He died after jumping from the First Street Bridge to the Santa Ana riverbed, a partially paved waterway connecting inland counties and the coast. Chan is one of eight people in 2015–2016 to die near the river, where the homeless population has mushroomed to as high as 500 people. Paul Leon, the CEO of the Illumination Foundation, a homeless assistance organization, remembers working the riverbed as a public health nurse more than a decade ago, when there were only a dozen people there. Now, Leon says, “You have a core of about 150 chronically homeless individuals. They’re the anchors.” Placing them in permanent housing will disperse the gatherings, he adds, and “the sooner you start that ball rolling, the better.”




He died in front of One Ice House in Santa Ana, a dry ice supplier. Carrasco was the victim of heart disease, though he also had a brain injury. He was one of the regulars who at the time slept along the business-lined street where his body was found. After his death, neighborhood workers paid tribute with candles and flowers. Sidewalks are among the everyday places in which chronically homeless people die—unlike the 80 percent of Americans who spend their final moments in hospitals and nursing homes. Other Orange County death sites in 2015 included a storm drain, a Taco Bell, the Pacific Ocean, a bus terminal, and motels. About a third of the deceased homeless people that year died in a medical facility.




She was discovered on an embankment behind San Clemente High School’s sports fields. Pregnant and at full-term, Lane died from complications of a ruptured uterus. “In the developed world? My goodness,” says Dr. Kushel. “Women dying of uterine rupture is pretty uncommon if they are getting regular health care. That’s one of the things that an OB-GYN would watch for.” Lane was originally from Appalachia, Virginia, which has a population of under 2,000. Her funeral home obituary says she was survived by three children but preceded in death by two. The infant discovered upon her death, Callie Victoria Snodgrass, was referred to in the obituary as Lane’s “unborn angel.”

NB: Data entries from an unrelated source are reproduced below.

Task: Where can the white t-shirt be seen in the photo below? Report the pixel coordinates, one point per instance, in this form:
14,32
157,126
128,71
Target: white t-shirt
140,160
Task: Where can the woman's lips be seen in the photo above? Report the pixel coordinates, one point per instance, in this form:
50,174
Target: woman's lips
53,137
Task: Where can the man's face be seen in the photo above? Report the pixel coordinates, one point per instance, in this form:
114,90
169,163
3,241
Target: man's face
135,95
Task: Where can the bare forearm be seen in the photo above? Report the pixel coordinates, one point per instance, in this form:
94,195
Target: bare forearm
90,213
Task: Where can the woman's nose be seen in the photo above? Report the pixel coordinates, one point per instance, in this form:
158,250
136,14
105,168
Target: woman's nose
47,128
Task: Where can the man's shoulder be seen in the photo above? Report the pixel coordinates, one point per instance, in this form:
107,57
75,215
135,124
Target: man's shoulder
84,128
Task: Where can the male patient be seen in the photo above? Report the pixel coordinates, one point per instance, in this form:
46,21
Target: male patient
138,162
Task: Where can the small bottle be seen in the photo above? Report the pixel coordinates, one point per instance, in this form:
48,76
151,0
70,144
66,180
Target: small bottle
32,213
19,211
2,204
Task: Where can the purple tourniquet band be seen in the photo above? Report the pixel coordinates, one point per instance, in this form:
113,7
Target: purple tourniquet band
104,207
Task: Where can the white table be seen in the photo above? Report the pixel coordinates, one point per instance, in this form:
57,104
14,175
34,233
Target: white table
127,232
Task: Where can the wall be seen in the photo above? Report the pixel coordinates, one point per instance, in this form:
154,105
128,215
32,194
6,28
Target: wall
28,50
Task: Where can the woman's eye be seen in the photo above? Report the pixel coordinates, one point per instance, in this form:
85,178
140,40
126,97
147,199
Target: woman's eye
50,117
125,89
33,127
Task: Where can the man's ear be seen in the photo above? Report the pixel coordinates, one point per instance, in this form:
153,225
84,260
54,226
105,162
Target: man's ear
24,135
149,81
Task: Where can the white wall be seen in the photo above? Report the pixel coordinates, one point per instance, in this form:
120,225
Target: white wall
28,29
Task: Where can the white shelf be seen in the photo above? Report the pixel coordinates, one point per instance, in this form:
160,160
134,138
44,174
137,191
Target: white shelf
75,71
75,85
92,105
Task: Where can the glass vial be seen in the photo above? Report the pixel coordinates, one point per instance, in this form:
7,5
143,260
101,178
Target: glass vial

He was the oldest homeless person to die in Orange County in 2015, passing away in a Cypress motel from an enlarged heart and emphysema. Jones is an outlier among homeless people, whose life expectancy is far shorter than that of the general population. “Not a lot are making it past 65,” says Boston physician Travis Baggett, who treats homeless patients and researches their health. Those like Jones who live longer might offer clues to longevity for the rest of us. “The oldest homeless people are hardy survivors. They are special, different in some way.” It’s unclear if Jones’ emphysema was a result of smoking, though smoking is often a cause. Baggett calls tobacco the “overlooked addiction” among homeless people, who smoke at rates three times higher than the general population.




He died on a walkway in front of the First Methodist Church in Santa Ana, the victim of heroin and alprazolam intoxication, the latter drug often going by its brand name, Xanax, which is commonly used to treat anxiety. Medical trends across the general U.S. population, such as increased opioid abuse and reduced white male life expectancy, appeared first among homeless people, and studying death among the homeless can yield insights into the health trends of the population at large. “I have always considered the homeless to be canaries in the coal mine of public health,” explains the Boston physician Travis Baggett, who studies homeless health issues. “Life expectancy has gone down for white men for the first time ever. We saw that here. Drug overdose, we saw that here. You hold a magnifying glass up to a problem and see it earlier and more dramatically in the homeless population.”




He committed suicide by hanging himself from the Balboa Pier in Newport Beach, in late 2015. His former wife, Abigail Lanin Eaves, remembers him as a tormented man who began to show signs of being bipolar just after their honeymoon in 1996. They soon after separated and divorced, though in recent years he repeatedly tried to reconnect with her and their son on Facebook. Now the executive director of a birthing center in Albuquerque and a certified midwife, Eaves was making eggs one morning when she got a call originating in Southern California. “I had this odd feeling. As soon as [the caller] said she was from the Orange County Sheriff’s Department, I said, ‘Oh God, Derek’s dead.’ She said, ‘How did you know?’”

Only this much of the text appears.